Und dass man sich mit dem Festival und der Sondierung des Erinnerungsspeichers Musik wirklich was vorgenommen hat, mag man schon am Eröffnungskonzert „Leichhardt in Australien“ am Donnerstag ermessen. In gleich zwei Uraufführungen mit Kompositionen von Kirsten Reese und dem in Finnland geborenen australischen Komponisten Erkki Veltheim, die sich mit den Forschungsreisen des brandenburgischen Naturwissenschaftlers Ludwig Leichhardt in Australien im 19. Jahrhundert auseinandersetzen, geht es um Kolonialgeschichte und indigene Musiksprachen.

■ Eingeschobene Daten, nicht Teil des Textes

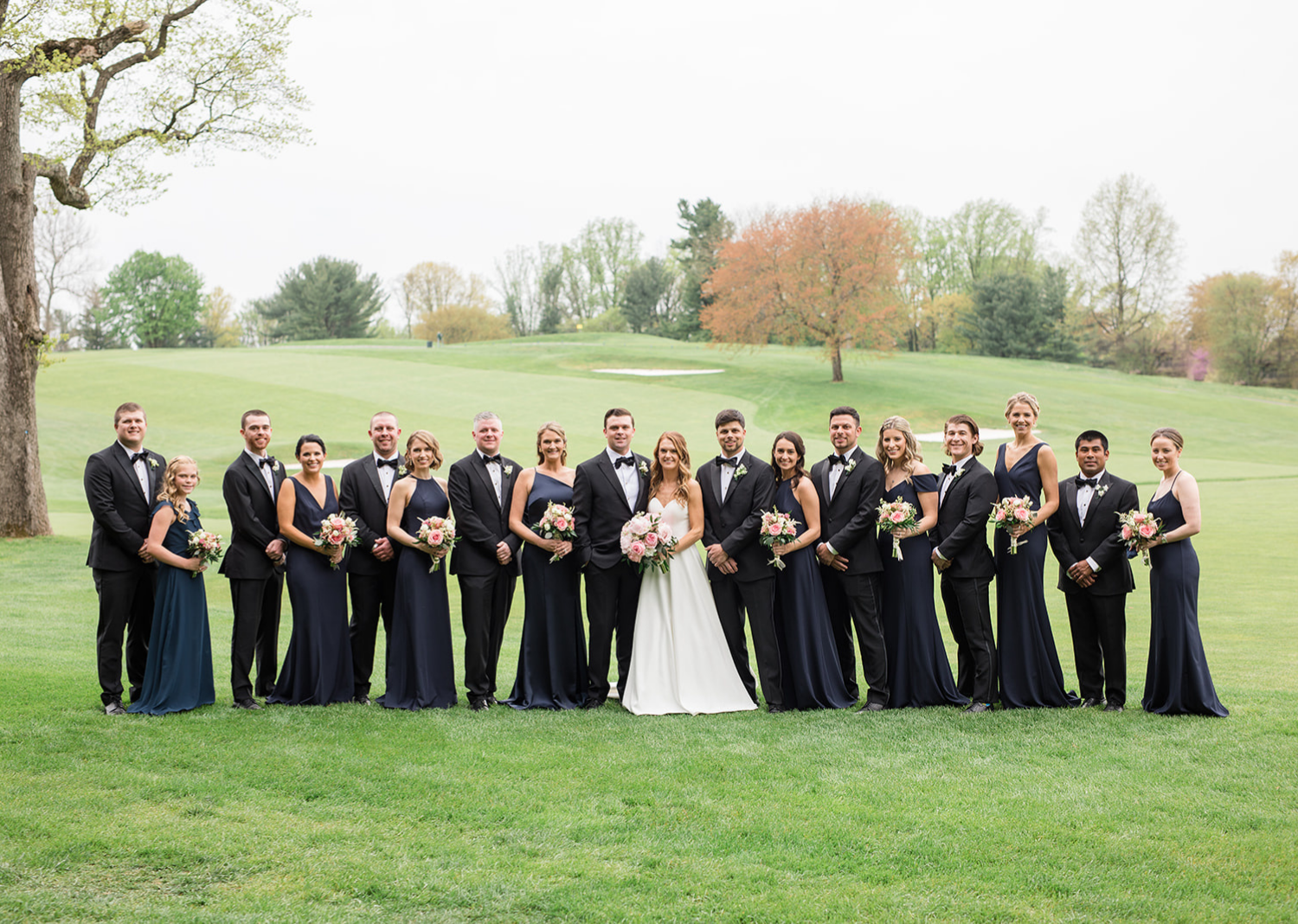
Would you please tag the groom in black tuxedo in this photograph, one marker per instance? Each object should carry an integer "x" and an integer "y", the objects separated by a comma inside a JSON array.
[
  {"x": 480, "y": 487},
  {"x": 607, "y": 491},
  {"x": 371, "y": 571},
  {"x": 122, "y": 484},
  {"x": 965, "y": 496},
  {"x": 737, "y": 487},
  {"x": 254, "y": 562},
  {"x": 1095, "y": 574},
  {"x": 851, "y": 484}
]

In der Annäherung an das Thema haben für Kirsten Reese während ihrer Recherche in Australien so auch die notwendigen Moskitonetze (wie im Bild zu sehen) eine musikalische Bedeutung gewonnen. Und Erkki Veltheim gibt in seinem musikalischen Dialog mit Daniel Wilfred einem Songman des Wägilak-Clans aus Ngukurr Raum.

Eine weitere Stimme, die unseren Planeten mit den seltsamsten Musiken ausmacht. Zuhören kann man ihr bei „Memories in Music“.